ANKARA, July 1 (Reuters) Four ex-members of Turkey's outlawed Kurdistan Workers Party (PKK) said today the guerrillas were vacating camps in northern Iraq due to fear of a possible incursion into the area by Turkish troops.

Turkey's powerful armed forces have urged the government to allow an incursion into mainly Kurdish northern Iraq to crush up to 4,000 PKK militants who use the region as a base from which to attack security and civilian targets inside Turkey.

The rumours of a possible Turkish incursion have rattled financial markets and have drawn warnings from the United States, Ankara's NATO ally, to stay out of Iraq.

''In the last few days the rumours of a cross-border operation has triggered fear within the organisation (PKK). All the camps have been emptied,'' one of the ex-rebels said in a televised news conference.

The four, one of them a woman, handed themselves over to Turkish authorities this weekend after escaping from a PKK camp in northern Iraq, the state Anatolian news agency said.

At their news conference, held at a paramilitary police base in southeast Turkey's Sirnak province, the four -- who wore masks to disguise their identities -- also said they had seen two US armoured vehicles deliver weapons to the PKK at their camp.
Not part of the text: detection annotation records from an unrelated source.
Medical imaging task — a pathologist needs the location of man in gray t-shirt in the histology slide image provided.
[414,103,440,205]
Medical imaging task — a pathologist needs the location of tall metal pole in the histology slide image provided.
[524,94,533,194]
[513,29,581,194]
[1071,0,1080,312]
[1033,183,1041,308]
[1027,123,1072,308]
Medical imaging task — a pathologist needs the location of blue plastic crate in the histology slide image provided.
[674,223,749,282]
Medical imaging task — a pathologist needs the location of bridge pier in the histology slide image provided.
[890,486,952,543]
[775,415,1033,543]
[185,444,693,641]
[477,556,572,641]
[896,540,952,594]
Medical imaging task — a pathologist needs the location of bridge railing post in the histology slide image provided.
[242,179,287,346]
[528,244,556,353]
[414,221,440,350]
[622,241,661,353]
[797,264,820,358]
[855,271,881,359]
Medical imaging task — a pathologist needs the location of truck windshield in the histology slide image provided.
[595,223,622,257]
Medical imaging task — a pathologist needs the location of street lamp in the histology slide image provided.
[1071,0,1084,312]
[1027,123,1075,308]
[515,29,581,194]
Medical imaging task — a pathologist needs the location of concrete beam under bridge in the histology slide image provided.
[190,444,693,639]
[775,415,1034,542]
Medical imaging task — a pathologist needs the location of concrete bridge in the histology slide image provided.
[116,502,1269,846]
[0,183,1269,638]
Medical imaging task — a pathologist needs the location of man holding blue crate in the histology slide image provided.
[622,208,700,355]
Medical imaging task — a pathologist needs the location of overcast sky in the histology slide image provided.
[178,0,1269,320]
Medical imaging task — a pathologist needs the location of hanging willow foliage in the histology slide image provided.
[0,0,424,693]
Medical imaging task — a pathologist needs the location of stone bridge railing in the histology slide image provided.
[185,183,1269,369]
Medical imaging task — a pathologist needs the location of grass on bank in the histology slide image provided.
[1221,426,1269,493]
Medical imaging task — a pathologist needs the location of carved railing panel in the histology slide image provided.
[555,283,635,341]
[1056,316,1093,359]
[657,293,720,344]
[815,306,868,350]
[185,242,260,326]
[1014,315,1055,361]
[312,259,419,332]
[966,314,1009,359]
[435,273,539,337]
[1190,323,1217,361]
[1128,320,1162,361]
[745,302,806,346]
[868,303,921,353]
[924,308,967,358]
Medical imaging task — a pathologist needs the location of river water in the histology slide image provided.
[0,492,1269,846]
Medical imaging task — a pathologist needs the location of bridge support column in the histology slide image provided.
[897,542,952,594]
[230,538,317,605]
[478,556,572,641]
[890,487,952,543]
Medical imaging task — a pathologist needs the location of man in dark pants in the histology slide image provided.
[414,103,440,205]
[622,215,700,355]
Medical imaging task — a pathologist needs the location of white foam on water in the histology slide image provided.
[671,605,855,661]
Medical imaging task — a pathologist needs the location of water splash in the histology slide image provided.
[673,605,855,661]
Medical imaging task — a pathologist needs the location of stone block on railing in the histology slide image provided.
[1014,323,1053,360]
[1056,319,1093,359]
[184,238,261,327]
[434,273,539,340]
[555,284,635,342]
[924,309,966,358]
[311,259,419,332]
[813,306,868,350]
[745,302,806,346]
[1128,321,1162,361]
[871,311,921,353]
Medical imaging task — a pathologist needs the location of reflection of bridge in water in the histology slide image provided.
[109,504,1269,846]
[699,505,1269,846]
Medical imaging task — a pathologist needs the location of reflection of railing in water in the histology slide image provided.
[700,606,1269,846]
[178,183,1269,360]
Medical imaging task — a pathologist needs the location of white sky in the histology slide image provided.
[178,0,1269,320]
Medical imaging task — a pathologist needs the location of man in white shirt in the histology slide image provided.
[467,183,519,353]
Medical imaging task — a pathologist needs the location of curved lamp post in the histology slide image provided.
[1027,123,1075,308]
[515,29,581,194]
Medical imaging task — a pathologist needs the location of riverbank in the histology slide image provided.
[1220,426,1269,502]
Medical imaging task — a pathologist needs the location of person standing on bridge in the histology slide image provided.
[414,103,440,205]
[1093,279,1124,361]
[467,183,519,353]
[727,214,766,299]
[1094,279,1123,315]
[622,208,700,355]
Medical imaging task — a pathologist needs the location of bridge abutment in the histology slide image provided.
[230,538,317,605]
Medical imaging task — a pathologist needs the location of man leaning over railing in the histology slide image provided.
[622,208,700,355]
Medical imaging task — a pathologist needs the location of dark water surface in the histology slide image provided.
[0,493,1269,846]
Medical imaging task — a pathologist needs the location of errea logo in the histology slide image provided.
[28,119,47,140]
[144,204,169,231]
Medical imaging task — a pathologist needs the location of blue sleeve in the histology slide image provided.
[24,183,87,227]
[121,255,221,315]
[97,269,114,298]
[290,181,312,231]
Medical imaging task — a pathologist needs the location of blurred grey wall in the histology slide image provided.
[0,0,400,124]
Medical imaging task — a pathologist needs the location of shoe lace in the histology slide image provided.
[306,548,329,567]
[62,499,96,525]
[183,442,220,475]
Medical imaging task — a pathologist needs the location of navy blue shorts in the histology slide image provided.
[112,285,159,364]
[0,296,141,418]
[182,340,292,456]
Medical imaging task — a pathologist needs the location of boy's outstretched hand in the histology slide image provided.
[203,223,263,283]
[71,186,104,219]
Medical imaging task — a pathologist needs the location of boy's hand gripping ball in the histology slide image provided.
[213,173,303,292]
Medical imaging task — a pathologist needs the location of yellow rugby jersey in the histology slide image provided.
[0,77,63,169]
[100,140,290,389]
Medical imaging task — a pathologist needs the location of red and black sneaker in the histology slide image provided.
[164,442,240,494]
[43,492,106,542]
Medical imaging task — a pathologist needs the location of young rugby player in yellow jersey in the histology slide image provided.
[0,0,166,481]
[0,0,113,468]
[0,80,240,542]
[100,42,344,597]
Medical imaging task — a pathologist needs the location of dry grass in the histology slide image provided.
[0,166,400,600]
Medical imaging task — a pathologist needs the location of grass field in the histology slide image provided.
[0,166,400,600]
The claim, which could not be independently verified, was widely reported in the Turkish media and is bound to stoke further Turks' deep suspicions about US policy in Iraq.

Turkey has long urged US occupying forces in Iraq to crack down on the PKK rebels. Washington says it understands the Turks' frustration but its forces are sorely stretched battling an insurgency in central Iraq.

Some Turkish nationalists accuse Washington of favouring the creation of an independent Kurdish state in northern Iraq, a move they fear would destabilise Turkey's own Kurdish southeast.

Asked about the ex-rebels' claim, the US embassy in Ankara reiterated Washington's view that the PKK is a terrorist organisation. ''We do not speak to them, we have no contacts with them,'' embassy spokeswoman Kathryn Schalow told Reuters.

Foreign Minister Abdullah Gul reiterated today Turkey's readiness to send troops into Iraq if US and Iraqi government forces fail to tackle the PKK.

Asked about the ex-rebels' claim about the US armoured vehicles, Gul said he was still awaiting a detailed report.

Turkey's centre-right government is under mounting public pressure to take tough action as July 22 parliamentary elections loom. Nationalist parties are expected to do well in the polls.

Ankara blames the PKK for the deaths of more than 30,000 people since the group launched its armed campaign for an ethnic homeland in southeast Turkey in 1984.